- Former player John Moriarty aiding football in Australia’s Aboriginal communities
- Moriarty a passionate advocate for the indigenous community
- Young player from a remote community recently made national league debut
In Australia’s dusty Northern Territory outback lies the small town of Borroloola.
To say Borroloola is remote would be an understatement of immense proportions. To reach the nearest city, Darwin, involves a full day’s drive and then some. Reaching the nearest major supermarket involves a jaw-dropping 600-kilometre drive along a dusty dirt road, where a check for crocodiles before passing through any waterways is advisable.
Yet football is thriving in Borroloola, despite Australian Rules football traditionally holding sway in Australia’s remote north.
Spreading the gospel of the world game in Borroloola and, indeed throughout all of Australia’s indigenous population, is John Moriarty. Energetic, articulate and with an understated but strong-willed determination to succeed, octogenarian Moriarty has a life-force that can match those half his age.
Driven by wanting to see more Aboriginal Australians playing football, and the notion that active interest in sport can change lives, the Borroloola-born Moriarty decided to take action. In 2012, John and his son James founded the John Moriarty Football (JMF) program, with those twin ideals at its centrepiece.
The results have been spectacular. Some 90 per cent of the town’s youth have participated in the program, with many discovering football for the first time.
Through the program’s scholarships, local children have the opportunity for a life-changing opportunity to pursue education and football opportunities in Sydney. Former Australia captain Craig Foster and Socceroos great Tim Cahill have been among those to actively lend their support.
More recently global acknowledgement was forthcoming. The JMF was one of three finalists for the FIFA Diversity Award 2018 – the first Australian to receive such recognition.

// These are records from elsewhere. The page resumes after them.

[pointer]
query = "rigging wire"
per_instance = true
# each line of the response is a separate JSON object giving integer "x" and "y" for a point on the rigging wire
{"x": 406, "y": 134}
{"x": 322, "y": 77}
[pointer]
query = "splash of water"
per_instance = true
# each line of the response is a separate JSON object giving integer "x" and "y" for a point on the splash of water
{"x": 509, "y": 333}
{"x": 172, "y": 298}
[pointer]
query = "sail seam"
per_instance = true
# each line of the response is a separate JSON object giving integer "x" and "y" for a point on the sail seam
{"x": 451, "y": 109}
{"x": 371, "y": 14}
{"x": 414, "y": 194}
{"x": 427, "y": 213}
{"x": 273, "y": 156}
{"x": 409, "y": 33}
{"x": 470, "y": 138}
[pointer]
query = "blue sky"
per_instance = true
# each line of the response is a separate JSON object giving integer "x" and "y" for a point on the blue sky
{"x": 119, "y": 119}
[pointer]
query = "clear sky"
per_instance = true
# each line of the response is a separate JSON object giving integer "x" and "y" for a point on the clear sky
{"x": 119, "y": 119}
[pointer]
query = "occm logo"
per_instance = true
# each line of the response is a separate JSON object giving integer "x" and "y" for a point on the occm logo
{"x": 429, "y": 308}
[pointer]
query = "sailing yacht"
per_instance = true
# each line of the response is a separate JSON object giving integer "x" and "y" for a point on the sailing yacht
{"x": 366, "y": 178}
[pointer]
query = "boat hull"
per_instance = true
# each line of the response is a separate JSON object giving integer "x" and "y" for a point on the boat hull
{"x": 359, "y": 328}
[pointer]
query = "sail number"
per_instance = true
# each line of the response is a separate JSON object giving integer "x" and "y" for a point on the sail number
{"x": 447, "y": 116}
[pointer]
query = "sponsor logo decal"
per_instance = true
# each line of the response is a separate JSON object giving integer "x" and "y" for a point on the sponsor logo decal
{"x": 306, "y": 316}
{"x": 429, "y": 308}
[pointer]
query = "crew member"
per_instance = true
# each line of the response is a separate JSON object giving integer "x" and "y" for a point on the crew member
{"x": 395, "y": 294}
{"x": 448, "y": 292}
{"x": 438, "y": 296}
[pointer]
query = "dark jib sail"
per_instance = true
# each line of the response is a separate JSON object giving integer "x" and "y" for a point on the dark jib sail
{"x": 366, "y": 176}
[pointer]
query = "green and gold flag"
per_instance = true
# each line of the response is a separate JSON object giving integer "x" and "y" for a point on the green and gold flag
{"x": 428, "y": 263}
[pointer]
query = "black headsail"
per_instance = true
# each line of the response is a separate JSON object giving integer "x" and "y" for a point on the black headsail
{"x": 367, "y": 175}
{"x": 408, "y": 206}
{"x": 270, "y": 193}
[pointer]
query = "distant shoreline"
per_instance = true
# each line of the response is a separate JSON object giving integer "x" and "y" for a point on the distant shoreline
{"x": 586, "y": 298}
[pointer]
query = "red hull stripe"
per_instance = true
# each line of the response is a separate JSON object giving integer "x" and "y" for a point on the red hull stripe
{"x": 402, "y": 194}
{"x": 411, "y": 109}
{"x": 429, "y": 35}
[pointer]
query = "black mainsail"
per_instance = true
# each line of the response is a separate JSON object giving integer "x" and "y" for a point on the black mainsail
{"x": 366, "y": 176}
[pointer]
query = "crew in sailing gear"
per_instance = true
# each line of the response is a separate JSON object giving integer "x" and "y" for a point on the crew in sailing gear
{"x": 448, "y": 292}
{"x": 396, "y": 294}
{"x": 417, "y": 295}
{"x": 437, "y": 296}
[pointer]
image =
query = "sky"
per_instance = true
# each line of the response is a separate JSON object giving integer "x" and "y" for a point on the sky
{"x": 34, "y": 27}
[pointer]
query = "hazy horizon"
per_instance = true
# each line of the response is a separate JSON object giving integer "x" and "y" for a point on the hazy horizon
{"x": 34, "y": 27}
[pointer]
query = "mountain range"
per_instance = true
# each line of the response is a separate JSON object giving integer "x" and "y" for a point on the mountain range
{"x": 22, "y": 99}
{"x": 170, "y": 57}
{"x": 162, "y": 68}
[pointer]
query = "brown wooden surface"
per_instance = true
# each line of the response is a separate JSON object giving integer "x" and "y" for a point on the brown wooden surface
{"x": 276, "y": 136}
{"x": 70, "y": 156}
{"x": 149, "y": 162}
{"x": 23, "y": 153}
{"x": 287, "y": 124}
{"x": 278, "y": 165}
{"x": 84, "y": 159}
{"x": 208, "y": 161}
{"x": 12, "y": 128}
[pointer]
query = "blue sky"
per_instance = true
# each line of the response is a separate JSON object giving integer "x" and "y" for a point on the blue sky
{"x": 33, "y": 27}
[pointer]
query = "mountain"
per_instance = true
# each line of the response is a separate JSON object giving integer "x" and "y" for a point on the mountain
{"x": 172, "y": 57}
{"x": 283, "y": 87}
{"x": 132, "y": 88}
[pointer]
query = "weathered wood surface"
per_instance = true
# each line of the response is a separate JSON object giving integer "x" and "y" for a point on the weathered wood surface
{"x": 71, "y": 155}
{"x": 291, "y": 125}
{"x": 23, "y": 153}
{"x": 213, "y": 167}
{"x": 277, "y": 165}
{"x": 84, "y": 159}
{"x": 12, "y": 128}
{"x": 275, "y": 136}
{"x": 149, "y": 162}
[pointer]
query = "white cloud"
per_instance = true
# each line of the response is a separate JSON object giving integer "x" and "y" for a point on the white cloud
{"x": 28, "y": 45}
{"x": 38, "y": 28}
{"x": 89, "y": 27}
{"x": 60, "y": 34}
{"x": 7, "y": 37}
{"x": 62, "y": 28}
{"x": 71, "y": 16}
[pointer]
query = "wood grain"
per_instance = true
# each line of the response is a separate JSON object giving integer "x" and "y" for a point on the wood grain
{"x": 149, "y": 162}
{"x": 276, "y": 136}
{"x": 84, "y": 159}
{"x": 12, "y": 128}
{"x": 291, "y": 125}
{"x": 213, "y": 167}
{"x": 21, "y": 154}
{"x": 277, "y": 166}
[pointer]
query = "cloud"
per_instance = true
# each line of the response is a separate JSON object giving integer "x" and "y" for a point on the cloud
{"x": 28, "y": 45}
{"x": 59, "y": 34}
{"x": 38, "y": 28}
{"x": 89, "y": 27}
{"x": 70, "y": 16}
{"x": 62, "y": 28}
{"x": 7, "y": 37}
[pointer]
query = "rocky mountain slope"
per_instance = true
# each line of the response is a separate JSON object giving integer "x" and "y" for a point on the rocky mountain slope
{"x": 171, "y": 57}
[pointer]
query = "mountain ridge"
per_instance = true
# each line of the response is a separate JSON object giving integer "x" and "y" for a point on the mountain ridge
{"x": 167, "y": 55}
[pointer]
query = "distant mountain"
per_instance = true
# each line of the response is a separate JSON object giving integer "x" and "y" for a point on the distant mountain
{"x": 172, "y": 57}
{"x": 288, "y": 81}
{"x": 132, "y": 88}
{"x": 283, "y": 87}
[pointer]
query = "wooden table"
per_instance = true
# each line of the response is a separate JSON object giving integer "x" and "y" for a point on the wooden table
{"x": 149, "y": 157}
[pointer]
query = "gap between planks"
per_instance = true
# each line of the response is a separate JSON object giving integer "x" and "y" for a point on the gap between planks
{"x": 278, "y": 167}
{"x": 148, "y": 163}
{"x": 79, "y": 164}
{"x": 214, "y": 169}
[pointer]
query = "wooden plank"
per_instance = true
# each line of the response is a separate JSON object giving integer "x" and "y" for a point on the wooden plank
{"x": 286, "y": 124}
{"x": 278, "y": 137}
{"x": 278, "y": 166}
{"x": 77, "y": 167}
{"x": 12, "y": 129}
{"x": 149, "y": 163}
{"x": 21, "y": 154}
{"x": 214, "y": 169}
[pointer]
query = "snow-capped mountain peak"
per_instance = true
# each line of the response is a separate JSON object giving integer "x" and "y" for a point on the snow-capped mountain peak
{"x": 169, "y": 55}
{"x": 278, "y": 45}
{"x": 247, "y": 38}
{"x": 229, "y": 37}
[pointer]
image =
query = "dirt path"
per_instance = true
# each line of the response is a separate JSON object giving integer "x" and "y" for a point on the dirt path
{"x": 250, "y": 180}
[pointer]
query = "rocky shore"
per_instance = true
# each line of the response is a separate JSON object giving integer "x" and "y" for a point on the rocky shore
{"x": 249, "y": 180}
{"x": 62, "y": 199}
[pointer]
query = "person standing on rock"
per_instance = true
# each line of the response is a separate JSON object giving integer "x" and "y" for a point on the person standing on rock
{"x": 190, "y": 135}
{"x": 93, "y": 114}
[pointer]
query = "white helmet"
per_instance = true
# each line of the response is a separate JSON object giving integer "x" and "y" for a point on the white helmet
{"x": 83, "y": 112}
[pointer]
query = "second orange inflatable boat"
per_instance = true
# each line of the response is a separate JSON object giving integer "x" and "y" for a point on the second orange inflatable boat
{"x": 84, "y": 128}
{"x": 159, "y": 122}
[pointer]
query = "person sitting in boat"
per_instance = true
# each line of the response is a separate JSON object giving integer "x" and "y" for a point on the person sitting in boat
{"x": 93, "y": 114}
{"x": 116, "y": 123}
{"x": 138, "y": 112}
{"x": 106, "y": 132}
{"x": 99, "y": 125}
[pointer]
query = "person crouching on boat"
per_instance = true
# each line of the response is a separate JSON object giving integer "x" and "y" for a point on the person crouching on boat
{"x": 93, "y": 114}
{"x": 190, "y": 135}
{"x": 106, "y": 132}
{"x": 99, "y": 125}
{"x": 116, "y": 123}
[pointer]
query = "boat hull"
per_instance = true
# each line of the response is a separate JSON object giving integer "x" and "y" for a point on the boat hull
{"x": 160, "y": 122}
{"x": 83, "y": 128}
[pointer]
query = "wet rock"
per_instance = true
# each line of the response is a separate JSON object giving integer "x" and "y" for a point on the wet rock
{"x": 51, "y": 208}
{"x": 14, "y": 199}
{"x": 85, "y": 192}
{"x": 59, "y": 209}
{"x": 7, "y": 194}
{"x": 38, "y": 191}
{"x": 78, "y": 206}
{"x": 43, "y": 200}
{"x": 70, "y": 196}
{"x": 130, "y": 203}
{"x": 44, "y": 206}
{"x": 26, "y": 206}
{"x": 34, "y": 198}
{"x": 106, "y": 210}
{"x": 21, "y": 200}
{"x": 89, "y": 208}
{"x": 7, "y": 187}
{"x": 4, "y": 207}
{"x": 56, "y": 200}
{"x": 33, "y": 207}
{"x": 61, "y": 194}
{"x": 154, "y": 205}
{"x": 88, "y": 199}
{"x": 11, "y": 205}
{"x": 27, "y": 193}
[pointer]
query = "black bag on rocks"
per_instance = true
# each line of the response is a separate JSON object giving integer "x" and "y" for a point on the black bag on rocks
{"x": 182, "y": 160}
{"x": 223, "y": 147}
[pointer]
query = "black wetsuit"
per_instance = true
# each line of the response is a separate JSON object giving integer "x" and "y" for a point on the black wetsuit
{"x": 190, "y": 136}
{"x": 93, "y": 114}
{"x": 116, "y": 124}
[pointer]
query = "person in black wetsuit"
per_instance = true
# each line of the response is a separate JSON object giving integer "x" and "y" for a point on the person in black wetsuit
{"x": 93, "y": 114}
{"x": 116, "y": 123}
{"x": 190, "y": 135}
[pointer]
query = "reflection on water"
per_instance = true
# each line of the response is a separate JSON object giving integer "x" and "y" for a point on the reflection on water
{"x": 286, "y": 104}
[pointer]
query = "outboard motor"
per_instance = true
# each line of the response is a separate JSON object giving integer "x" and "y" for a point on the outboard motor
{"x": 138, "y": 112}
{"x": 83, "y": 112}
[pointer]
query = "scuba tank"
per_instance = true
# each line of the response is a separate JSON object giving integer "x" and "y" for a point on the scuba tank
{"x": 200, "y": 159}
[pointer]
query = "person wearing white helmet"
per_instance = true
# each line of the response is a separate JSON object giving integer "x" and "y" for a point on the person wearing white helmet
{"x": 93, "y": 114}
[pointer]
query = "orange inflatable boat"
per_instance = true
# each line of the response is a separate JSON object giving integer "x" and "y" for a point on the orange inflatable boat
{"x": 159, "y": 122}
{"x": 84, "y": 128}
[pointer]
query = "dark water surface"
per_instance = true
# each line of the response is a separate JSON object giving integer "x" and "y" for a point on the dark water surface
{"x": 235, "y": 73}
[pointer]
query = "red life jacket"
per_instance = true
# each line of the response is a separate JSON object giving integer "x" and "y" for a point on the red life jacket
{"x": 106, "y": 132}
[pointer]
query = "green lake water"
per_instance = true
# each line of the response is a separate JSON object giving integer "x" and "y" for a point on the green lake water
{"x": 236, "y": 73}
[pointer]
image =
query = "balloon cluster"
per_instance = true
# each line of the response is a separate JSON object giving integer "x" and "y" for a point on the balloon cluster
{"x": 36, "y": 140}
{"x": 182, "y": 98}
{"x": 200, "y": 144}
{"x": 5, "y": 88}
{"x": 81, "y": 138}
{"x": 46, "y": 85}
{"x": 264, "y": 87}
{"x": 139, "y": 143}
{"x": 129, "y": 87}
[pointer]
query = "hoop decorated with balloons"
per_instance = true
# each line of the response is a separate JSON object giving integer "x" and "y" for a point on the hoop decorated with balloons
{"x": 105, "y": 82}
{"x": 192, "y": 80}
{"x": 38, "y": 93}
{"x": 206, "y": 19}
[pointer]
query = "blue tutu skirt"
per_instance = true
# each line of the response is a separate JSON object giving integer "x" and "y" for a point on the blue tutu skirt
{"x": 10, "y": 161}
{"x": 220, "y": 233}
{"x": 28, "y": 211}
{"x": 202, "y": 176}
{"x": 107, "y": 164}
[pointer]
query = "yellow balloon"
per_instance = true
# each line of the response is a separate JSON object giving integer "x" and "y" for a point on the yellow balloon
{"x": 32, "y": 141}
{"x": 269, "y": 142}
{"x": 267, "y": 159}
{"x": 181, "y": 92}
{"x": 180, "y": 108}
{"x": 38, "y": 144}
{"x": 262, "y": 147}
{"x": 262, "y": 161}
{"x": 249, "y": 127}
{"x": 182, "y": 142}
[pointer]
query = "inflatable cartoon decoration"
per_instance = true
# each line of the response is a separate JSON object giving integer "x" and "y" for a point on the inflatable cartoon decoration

The establishment of the JMF broke new ground, but Moriarty has always been something of a pioneer. He is considered the first indigenous Australian to earn national team selection, although the planned 1960 international tour was eventually abandoned. By the time Australia returned from a seven-year international hiatus, injury saw Moriarty’s career come to a premature end.
A dynamic, pocket-sized winger on the pitch, Moriarty took his artistic creativity off-field and in 1983 he founded with his wife Ros the Aboriginal strategy and design business Balarinji, whose distinctive indigenous designs have appeared on objects ranging from posters to Qantas planes.
Seven years ago Moriarty returned to his football roots. The JMF was designed to bring together six to 16-year-old children through football, promoting education, good health and well-being. With the program embedded locally, there is also a positive flow-on effect to the young players’ families and the wider community.
“An important part of our mission is allowing these children to become an individual with a clear vision and aspiration so they can see the future themselves.” Moriarty said. “The game did so much for me, and I hope football can bring a brighter future to the young players our program works with.”
Its success has been extraordinary. Thirty per cent of the 12-14 year-old participants have been selected for representative teams at some level, resulting in opportunities for travel and broadened horizons.
That slow climb up the football pyramid reached a new level a few weeks ago with Shay Evans debuting for W-League heavyweights Sydney FC, becoming the first Borroloola local to play at national league level. The youngster also made an appearance for Australia’s national U-20 team last year.
Success rate for indigenous Australians has historically been mixed. Notably, Harry Williams appeared for Australia at the 1974 FIFA World Cup™, while more recently Kyah Simon and Lydia Williams have been key contributors at the past two FIFA Women’s World Cups™.
Thanks to Moriarty’s passionate endeavour, Evans and some of her townsfolk could well add to that list in the future.